A regulamentada e obrigatória “colaboração espotânea” era traduzida no cotidiano como interrogações por voluntários às diversas atividades do quartel. Quem era voluntário para aquilo, quem era voluntário para isso. No começo, achava que evitar meu voluntariado a qualquer coisa demonstraria minha incapacidade de aceitar de que serviria, talvez coagir algum responsável a me jogar fora por “forte resistência ao regime”. Numa dessas de “quem é voluntário”, recusei levantar a mão, e logo após a indicação explícita do superior, estava do outro lado carregando caixas, evitando de passar por qualquer outra coisa ruim que ele estava fazendo com meus colegas.
Marchando (tentando) para o almoço, na primeira semana, me senti esgotado. As lembranças daqui de fora não eram mais suficientes, a realidade se desprendia cada vez mais, carecendo de algo concreto para me segurar.

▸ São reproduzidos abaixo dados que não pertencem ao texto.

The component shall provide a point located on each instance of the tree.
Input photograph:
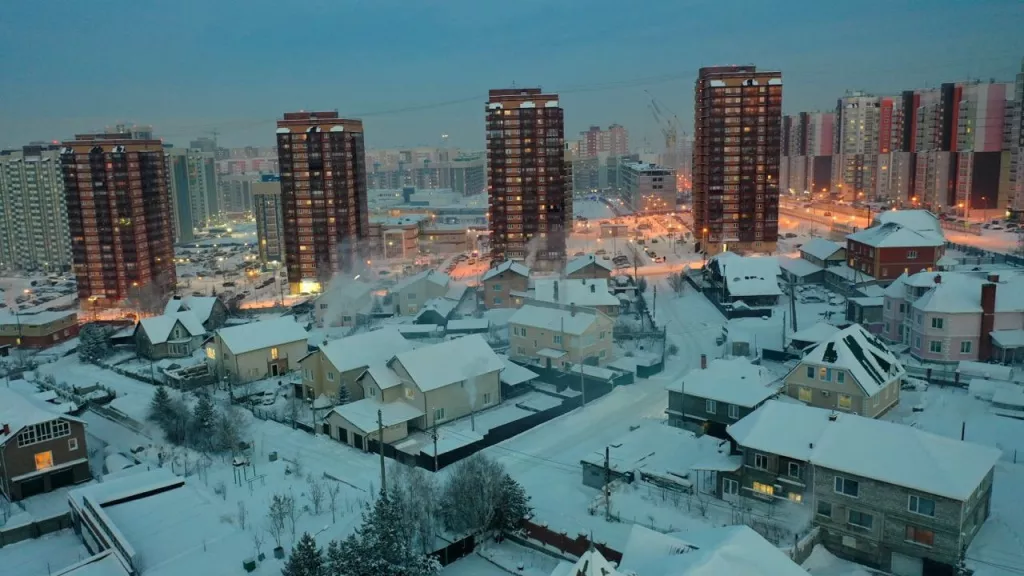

No Sol, enquanto deixávamos a burocracia decidir quando entraríamos para comer, olhei para cima. Vi nuvens andando pelo vento, o céu azul tão conhecido e então, a única prova visível de que ainda estava no mesmo mundo de todas as oportunidades que perdi, das alegrias e dos tons de cores. Não importaria onde estava, o céu sempre estaria lá, me lembrando de que eventualmente voltaria para minha vida pausada. O céu virou meu amuleto, dia e noite, era só olhar para lá.
Ao meio de muitos cortes de cabelos, em um, lembro de estarmos sentado esperando a vez. Um superior, não tão antigo, contava suas histórias repetidas e vividas por todos quando, repentinamente, um colega cai aos prantos. Não recordo do exato motivo, mas certamente era devido às “circunstâncias”, e logo foi amparado pelo superior. Era um momento mais calmo, longe dos ensinamentos machistas, o choro não era motivo de chacota, mas de compreensão. Em meio a seu auxílio pouco eficiente, o superior garantiu:
“Depois do campo, tudo fica normal, acaba tudo isso.”
O campo, caros leitores. Por algum motivo não acreditava que isso existia, lembrava as fabulações de controle mental costumeiras, mas existiu. Me apeguei à esperança de calmaria após o período básico, então não elucubrava sobre o quão ruim isto poderia ser. Deixemos o campo para depois.
O clima indicava que o internato chegava ao seu fim. Rumores sobre a data final circulavam todas as madrugadas de liberação, o que particularmente me dava forças para enfrentar qualquer merda futura. Sentados em frente ao alojamento, o grande superior repreendia os soldados pelo sumiço de um celular (muito frequente durante o ano), com ameaças de estender o internato. Perto, um pequeno superior conversava com outro, discussão que pude escutar em partes:
“Mas tem de ter uma Coca para eles.”
Coca-Cola, meu vício suprimido por sucos concentrados. Quem são “eles”? Coca para quem? Para nós? Nós teremos Coca? Nós… merecemos Coca-Cola? O boato até então fictício de que seria realizado um churrasco em comemoração ao fim do internato brilhou em minha cabeça. Então o internato está mesmo acabando e vão fazer um churrasco!
Sim, o internato acabou com churrasco. Um superior explicou que nossa turma de soldados foi “a melhor que ele já havia instruído”, afirmação que entrou em conflito com as diversas lembranças de punições que todos, diariamente, passaram. Como discurso final, não abdicando de seu poder ilimitado, escolheu alguns que se “destacaram negativamente” para ficar e limpar alguns banheiros ao invés de sair.
Muitas coisas positivas em série relevou ainda mais o que havia escutado, de que tudo melhoraria. Talvez ali, dentro das exigências que estavam se tornando habituais, poderia ser um local de trabalho confortável e possível, fruto de muitas experiências que colaborariam com o prosseguimento de minha vida. É um dos objetivos desses artigos, aliás, me convencer de que aquilo me trouxe avanços pessoais. Escrevendo do bom ao ruim, talvez encontre o que procuro.